Hard money loans are real estate funds collateralized against the quick-sale value of the property for which the loan is made available. Private investors lend their personal capital through brokers specialized in the field. Brokers normally lend their funds in high terms. They regularly set high requirements in terms of loan to value costs. In addition, interest rates are typically higher than a conventional loan and can range from 7% to 10%.
Although the high interest rate may not be attractive, the biggest advantage of a hard money loan is that the broker is able to close a deal relatively quickly. This kind of loan becomes essential when you are under a time rush. The majority of investor loans can be done in 3 days. Other loans can typically process in roughly 14-30 days.
Who are these loans available to?
This kind of loans is mainly targeted for investor type lending, refinances, or purchase money mortgages. They are mainly popular amongst people that do not necessarily qualify for a conventional loan.
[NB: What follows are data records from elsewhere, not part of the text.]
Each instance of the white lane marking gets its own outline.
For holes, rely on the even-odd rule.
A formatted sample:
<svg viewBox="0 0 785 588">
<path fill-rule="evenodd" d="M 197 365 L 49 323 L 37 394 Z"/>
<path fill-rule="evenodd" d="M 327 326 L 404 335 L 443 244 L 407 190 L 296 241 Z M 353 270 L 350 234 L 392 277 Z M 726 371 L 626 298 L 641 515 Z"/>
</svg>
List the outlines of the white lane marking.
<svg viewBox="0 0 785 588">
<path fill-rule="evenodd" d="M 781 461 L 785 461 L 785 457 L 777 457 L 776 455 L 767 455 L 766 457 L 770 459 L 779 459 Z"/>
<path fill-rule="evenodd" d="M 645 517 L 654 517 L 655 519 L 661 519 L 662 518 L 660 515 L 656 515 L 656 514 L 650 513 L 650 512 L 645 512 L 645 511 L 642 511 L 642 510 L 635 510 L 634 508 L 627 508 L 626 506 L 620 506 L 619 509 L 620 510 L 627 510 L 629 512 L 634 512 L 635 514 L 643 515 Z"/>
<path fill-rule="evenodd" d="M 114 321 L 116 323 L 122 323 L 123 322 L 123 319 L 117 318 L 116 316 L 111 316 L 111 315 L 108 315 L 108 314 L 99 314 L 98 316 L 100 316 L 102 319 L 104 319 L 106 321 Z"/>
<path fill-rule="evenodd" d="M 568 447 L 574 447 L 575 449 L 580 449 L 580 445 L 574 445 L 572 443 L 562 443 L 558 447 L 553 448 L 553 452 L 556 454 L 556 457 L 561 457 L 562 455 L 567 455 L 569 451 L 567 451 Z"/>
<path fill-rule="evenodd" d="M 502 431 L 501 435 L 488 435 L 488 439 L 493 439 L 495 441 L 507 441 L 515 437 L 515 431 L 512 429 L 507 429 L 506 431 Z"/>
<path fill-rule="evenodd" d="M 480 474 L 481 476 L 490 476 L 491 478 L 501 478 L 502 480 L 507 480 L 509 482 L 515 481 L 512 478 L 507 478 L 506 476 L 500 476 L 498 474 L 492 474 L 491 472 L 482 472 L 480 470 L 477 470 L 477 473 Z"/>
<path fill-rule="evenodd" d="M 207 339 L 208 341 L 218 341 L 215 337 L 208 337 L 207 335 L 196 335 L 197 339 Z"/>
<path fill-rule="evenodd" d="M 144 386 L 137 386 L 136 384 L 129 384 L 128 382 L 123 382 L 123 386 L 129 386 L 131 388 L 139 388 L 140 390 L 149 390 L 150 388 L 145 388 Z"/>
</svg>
Because of the state of our economy most investors have funding issues. Individuals who may not have a large network of investors can take advantage of this service because they are able to obtain the capital they need to fund their projects. A borrower can qualify for a loan even if there are have credit issues, income issues, and sometimes when the investment property has an occupant. Typically owner occupied are not applicable for this kind of loan.
How do hard money loans work?
Hard money loans are government regulated and funded by 3rd party sources. Usually, Hard moneylenders make their part by using a point system in which the borrower pays a certain percentage of the money up front in order to create the relationship with the investor.
How to take advantage of a hard money loan?
Most people that are investing in real estate are buying homes, increasing their value, and conventionally flipping them by using the appraisal process. For the common person, correctly executed mortgage investment can be key to financial success, and a stable retirement. Most loans maximize at 75 percent of the loan value, in comparison, hard money usually will maximize at 60 percent.
Although it is risky, the benefits of investing with hard money can be far greater than a conventional loan. One principally takes advantage of the loan by working efficiently. The loan enables the borrower to complete tasks in a short amount of time, which creates time for other desired ventures.
In addition, hard moneylenders offer flexibility and might be able to help you out in case of financial troubles.